Oltretutto, la figura del Bambino è parzialmente coperta dalla stoffa gialla con cui Maria lo avvolge, ma rimangono scoperti e in evidenza gli organi genitali del piccolo bimbo, come ulteriore affermazione della concretezza dell’umanità che Egli è venuto a condividere con noi, in tutto come la nostra fuorché nel peccato. Proprio perché quella umanità è come la nostra, essa è vulnerabile e già destinata a sperimentare la massima prova della nostra esistenza, la morte. Le carezze di Giuseppe al piede di Gesù e di Anna al capo di Cristo sembrano quasi anticipare i gesti analoghi che l’arte cristiana dipinge nella scena della Deposizione di Cristo dalla Croce, quando un altro Giuseppe, quello di Arimatea, e altre donne, compagne di fede di Maria, compiangeranno e carezzeranno le membra martoriate ed esangui del Figlio di Dio morto in croce, trafitto dai chiodi e dalla corona di spine. Contemporaneamente, Maria è messa in evidenza in quanto colei che ha trasmesso la vita umana al Figlio di Dio. Come la fede della Chiesa chiarì nel Concilio di Efeso dell’anno 431, è corretto invocare Maria come Madre di Dio, e non semplicemente come madre di Gesù, poiché una madre non è la creatrice della persona dei suoi figli, ma la donna che li riceve in dono da Dio e che trasmette loro il dono della vita umana. Poiché Gesù è uno della Trinità, cioè la Persona divina del Figlio, che prende carne attraverso Maria, lei è effettivamente Madre di Dio, avendo generato nel suo corpo Cristo, che è vero uomo e vero Dio al tempo stesso.

 

Vanno in tal senso interpretati teologicamente anche gli abiti di Maria, che secondo la logica “greca” del pittore, nato come esperto di icone bizantine, sono caratterizzati dai colori classici, rosso e blu con il velo bianco.
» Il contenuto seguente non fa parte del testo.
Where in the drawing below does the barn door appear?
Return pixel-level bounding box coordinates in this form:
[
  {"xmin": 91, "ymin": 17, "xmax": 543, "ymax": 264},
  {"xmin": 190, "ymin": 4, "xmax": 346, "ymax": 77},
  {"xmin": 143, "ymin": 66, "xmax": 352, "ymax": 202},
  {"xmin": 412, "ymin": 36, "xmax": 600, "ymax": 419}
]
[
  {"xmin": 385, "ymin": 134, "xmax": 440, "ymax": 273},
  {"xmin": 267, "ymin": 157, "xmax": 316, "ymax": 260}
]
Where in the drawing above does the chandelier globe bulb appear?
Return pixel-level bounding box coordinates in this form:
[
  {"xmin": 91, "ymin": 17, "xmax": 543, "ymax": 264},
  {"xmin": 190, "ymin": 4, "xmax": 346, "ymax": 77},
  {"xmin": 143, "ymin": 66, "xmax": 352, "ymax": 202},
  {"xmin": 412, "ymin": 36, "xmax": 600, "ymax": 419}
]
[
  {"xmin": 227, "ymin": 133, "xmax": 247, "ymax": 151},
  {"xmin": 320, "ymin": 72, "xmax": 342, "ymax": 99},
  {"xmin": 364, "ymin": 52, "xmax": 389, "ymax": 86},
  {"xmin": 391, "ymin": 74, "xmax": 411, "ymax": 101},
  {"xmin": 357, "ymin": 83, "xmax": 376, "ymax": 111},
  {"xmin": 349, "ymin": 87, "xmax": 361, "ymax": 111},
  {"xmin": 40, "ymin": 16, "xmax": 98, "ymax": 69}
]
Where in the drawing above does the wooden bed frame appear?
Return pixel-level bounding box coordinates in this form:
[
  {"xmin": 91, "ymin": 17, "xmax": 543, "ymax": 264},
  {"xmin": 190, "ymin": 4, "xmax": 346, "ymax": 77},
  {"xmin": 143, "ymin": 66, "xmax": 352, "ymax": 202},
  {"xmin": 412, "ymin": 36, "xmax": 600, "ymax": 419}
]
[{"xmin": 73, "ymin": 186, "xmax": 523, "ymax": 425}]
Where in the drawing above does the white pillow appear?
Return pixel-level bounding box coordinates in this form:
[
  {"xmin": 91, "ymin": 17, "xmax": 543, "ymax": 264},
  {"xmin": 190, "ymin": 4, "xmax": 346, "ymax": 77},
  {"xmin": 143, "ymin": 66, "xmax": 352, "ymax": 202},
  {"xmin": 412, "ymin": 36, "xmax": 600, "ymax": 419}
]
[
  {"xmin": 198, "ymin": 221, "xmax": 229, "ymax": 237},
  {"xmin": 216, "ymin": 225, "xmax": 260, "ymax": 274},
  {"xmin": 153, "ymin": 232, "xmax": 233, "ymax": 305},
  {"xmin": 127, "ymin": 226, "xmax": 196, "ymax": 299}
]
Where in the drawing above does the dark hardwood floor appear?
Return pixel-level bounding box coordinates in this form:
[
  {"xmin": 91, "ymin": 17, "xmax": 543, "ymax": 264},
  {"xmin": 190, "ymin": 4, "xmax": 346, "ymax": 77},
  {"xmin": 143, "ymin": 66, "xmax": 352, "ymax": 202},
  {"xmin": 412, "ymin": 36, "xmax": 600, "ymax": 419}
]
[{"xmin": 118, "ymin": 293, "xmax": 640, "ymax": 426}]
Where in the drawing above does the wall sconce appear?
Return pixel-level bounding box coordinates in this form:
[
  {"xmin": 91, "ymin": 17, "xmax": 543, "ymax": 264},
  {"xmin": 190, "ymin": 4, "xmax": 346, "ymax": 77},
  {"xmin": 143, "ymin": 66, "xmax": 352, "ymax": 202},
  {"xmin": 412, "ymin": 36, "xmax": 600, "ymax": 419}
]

Il rosso, in tonalità cupa, è tipico della veste imperiale dell’Imperatore romano e bizantino, dunque è segno dell’altissima dignità di cui è stata rivestita l’umile fanciulla di Nazaret. Il blu è l’identico colore del mantello che riveste Cristo nelle icone d’oriente, perciò sta a significare la somiglianza con Cristo che in Maria si è realizzata perfettamente. Il velo bianco, oltre che un segno di purezza senza macchia di peccato, è anche una memoria fisica della reliquia del velo della Vergine Maria, giunto dall’Oriente nelle mani di Carlo Magno e custodito nella splendida cattedrale francese di Chartres.